Examples of Occurrence:

The problems discussed in the paper occur in scenarios where federated learning is employed, such as mobile devices, IoT devices, and distributed edge computing environments. The authors propose two main techniques to address the identified problems:

  • Unbiased Gradient Aggregation (UGA): This technique leverages a keep-trace gradient descent and gradient evaluation strategy to calculate gradients against the initial global model parameters, effectively reducing gradient biases.

  • Controllable Meta Updating (FedMeta): This approach introduces an additional meta updating procedure using a small set of data samples (Dmeta) after model aggregation in each round. It aims to provide a clear and consistent optimization objective by optimizing for performance on Dmeta.

The authors build their approach on the foundation of FedAvg, which is a fundamental FL algorithm. They extend FedAvg by introducing UGA and FedMeta to mitigate gradient biases and improve optimization objectives.

Key Features of Proposed Methods:

UGA reduces gradient biases by calculating gradients against the initial global model parameters, rather than the locally updated ones. FedMeta introduces a controllable meta updating step, optimizing models for a specific meta training set (Dmeta). Both UGA and FedMeta are model- and task-agnostic, making them versatile for various FL settings.

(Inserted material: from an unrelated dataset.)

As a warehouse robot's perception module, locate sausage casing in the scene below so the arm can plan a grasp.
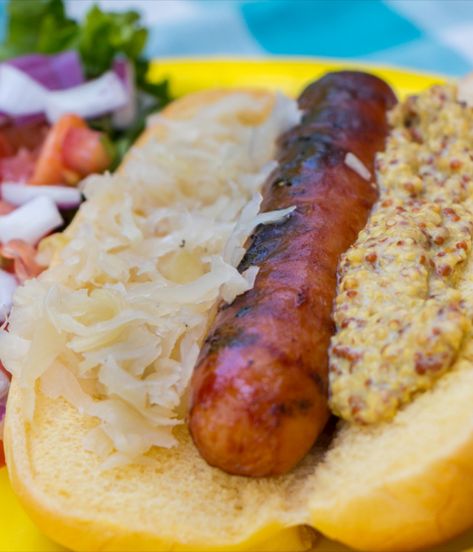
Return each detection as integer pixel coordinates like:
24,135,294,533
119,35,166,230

Intuition for Effectiveness: UGA reduces gradient biases by ensuring that gradients are computed against the same model parameters across all clients. FedMeta provides a consistent optimization objective by optimizing models for a specific dataset (Dmeta), improving convergence and model quality.

Improvements Over Prior Literature: The proposed methods, UGA and FedMeta, improve upon prior FL techniques by addressing gradient biases and offering a controllable meta updating process. These improvements are shown to enhance convergence speed and model accuracy, especially in non-IID FL scenarios.

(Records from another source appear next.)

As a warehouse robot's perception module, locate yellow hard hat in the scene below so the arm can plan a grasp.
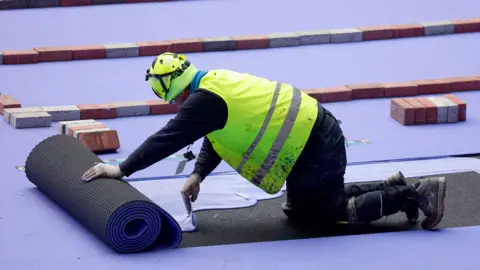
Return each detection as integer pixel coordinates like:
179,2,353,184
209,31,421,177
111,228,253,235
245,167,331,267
145,52,197,102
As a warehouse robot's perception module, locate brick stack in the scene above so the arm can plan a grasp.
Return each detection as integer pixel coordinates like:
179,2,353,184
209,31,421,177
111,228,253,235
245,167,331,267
58,119,120,153
0,98,178,129
0,18,480,65
390,94,467,126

On the practical side, the article demonstrates the problems of federated learning. To solve them, various options for using UGA and FedMeta are proposed, their effectiveness is demonstrated by experimenting with various network architectures in various FL settings. These methods are aimed at making federated learning more reliable and efficient, especially in scenarios where the distribution of data across peripherals is not the same.